So at the moment, I have a PDF I am parsing. I have split it where I need it to
CYT-HMI-S-005 CarrierSCAC: BPUS Stop Number:1 Release Type: AUTO
Route Name:
Days to
Pick-up Delivery
Final
Order Due @
Frequency: Frequency:
Location
Carrier Arrival Carrier Departure Plant Destination Dock Code Initial Dest Final Location
Initial Arrival
10:45 11:15 HMI IHMI1 HMI 14:45 14:45 0 MTWRFS MTWRFS
The data in this line
10:15 11:00 HMI IOSL1 OSL 17:15 17:15 0 MTWRFS MTWRFS
is just data that includes time arrived, time departure, company, ship-to site and so fourth. The data isn't the problem. The issue is importing that line into the datagrid under specific columns.

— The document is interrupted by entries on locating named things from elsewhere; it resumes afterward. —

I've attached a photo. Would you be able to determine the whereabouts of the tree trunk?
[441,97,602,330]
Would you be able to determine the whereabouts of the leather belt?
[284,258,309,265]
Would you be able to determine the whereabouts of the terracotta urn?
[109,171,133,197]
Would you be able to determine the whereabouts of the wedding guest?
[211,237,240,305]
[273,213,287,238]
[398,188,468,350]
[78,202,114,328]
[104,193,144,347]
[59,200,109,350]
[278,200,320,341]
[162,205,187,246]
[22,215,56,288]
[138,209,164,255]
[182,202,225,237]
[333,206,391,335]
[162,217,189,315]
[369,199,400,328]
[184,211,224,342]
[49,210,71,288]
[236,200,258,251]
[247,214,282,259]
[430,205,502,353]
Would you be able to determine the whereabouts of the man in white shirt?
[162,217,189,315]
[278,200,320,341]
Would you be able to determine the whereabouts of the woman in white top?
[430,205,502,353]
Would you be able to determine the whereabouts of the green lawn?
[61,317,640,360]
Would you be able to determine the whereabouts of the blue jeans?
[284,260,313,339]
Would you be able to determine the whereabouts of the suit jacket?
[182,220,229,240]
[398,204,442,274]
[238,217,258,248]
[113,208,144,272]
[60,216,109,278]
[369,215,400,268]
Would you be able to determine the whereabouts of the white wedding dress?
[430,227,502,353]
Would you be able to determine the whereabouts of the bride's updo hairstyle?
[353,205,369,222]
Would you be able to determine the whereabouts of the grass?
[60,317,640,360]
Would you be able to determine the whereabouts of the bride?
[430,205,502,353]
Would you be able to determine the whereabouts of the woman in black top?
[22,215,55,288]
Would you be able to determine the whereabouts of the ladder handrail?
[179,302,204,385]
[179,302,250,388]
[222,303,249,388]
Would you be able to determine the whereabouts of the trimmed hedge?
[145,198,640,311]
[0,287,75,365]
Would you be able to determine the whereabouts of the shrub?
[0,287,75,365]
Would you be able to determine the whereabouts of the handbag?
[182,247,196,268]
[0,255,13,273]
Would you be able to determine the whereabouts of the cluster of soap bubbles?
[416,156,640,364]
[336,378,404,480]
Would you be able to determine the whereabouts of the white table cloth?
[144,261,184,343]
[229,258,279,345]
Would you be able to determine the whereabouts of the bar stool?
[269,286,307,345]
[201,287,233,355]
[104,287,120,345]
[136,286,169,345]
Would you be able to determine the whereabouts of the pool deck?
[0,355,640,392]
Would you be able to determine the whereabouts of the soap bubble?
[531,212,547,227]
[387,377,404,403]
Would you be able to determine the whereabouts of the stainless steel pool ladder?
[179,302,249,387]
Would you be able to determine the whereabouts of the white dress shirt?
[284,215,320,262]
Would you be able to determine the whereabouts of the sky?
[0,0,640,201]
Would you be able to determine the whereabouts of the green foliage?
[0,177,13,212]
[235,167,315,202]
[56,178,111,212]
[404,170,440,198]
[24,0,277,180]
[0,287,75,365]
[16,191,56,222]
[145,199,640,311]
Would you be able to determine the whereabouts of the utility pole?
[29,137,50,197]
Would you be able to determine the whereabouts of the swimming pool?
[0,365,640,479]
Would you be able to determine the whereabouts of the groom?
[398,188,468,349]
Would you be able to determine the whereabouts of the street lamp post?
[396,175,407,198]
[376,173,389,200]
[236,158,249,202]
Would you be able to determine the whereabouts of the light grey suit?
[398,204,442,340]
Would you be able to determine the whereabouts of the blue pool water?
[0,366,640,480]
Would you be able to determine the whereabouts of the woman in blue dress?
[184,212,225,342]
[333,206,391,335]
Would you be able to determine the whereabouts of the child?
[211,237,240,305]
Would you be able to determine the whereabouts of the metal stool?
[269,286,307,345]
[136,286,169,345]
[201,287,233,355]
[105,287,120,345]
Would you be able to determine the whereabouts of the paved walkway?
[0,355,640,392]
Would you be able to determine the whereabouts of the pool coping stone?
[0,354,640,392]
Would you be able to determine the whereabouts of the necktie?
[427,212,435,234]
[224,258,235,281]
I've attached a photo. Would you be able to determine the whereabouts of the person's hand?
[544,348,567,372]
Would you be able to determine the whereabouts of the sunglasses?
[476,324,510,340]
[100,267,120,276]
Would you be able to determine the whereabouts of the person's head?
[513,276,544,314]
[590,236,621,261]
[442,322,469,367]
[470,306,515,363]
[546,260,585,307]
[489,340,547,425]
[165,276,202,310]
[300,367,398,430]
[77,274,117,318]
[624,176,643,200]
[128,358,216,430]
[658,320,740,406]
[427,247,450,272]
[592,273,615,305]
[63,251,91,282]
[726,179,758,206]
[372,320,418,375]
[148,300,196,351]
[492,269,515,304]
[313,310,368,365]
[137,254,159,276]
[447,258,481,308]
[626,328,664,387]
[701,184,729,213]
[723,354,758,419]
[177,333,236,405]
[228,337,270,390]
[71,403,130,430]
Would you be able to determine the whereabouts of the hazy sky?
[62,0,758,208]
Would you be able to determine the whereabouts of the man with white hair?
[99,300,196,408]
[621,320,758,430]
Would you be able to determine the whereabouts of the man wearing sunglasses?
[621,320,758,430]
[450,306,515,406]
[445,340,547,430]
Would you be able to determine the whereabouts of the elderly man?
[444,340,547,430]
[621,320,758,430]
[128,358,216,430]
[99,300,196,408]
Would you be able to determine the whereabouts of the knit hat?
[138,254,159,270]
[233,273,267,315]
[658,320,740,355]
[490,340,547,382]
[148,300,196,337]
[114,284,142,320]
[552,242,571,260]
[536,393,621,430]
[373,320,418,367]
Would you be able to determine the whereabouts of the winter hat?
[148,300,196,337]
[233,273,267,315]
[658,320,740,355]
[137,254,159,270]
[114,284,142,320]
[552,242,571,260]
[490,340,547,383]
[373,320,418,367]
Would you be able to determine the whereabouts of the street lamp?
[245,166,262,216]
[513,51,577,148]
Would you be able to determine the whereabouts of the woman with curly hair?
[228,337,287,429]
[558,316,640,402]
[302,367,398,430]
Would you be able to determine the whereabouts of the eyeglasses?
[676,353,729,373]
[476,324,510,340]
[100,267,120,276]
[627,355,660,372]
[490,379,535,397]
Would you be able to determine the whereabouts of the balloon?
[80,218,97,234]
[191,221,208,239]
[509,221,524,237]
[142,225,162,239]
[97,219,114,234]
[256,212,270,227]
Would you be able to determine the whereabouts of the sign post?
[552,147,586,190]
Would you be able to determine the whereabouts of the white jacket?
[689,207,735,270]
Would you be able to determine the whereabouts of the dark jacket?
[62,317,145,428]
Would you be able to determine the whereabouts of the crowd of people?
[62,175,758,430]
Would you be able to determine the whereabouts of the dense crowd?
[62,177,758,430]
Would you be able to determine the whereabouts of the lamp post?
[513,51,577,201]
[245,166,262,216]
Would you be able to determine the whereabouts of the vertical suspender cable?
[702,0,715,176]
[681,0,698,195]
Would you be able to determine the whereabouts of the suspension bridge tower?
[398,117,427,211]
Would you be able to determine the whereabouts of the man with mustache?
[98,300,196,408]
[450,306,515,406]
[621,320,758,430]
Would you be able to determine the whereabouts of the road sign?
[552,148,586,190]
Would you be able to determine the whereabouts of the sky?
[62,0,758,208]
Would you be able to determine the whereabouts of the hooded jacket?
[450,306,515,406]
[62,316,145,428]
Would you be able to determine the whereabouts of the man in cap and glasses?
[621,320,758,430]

So after every "Initial Arrival" I would like to parse that text line
10:15 11:00 HMI IOSL1 OSL 17:15 17:15 0 MTWRFS MTWRFS
and insert it into a datagrid.
Or Plan B:
I run a query from the database that returns the shipments and is able to match results with parsed pdf data via a column
TLDR: There is important data stored in 2 different places. The PDF data is sent monthly from a company. I need to be able to match columns up from the database and the pdf parsed data.
What I have tried:
public static void ReadPDF()
{
PdfReader reader = new PdfReader(@"file.pdf");
int intPageNum = reader.NumberOfPages;
string text;
string[] words;
string line;
for (int i = 1; i <= intPageNum; i++)
{
text = PdfTextExtractor.GetTextFromPage(reader, i, new LocationTextExtractionStrategy());
words = text.Split($"Delivery Frequency:");
for (int j = 0, len = words.Length; j < len; j++)
{
line = Encoding.UTF8.GetString(Encoding.UTF8.GetBytes(words[j]));
Debug.Print(line);
}
}
This is the code I am using to parse the PDF data.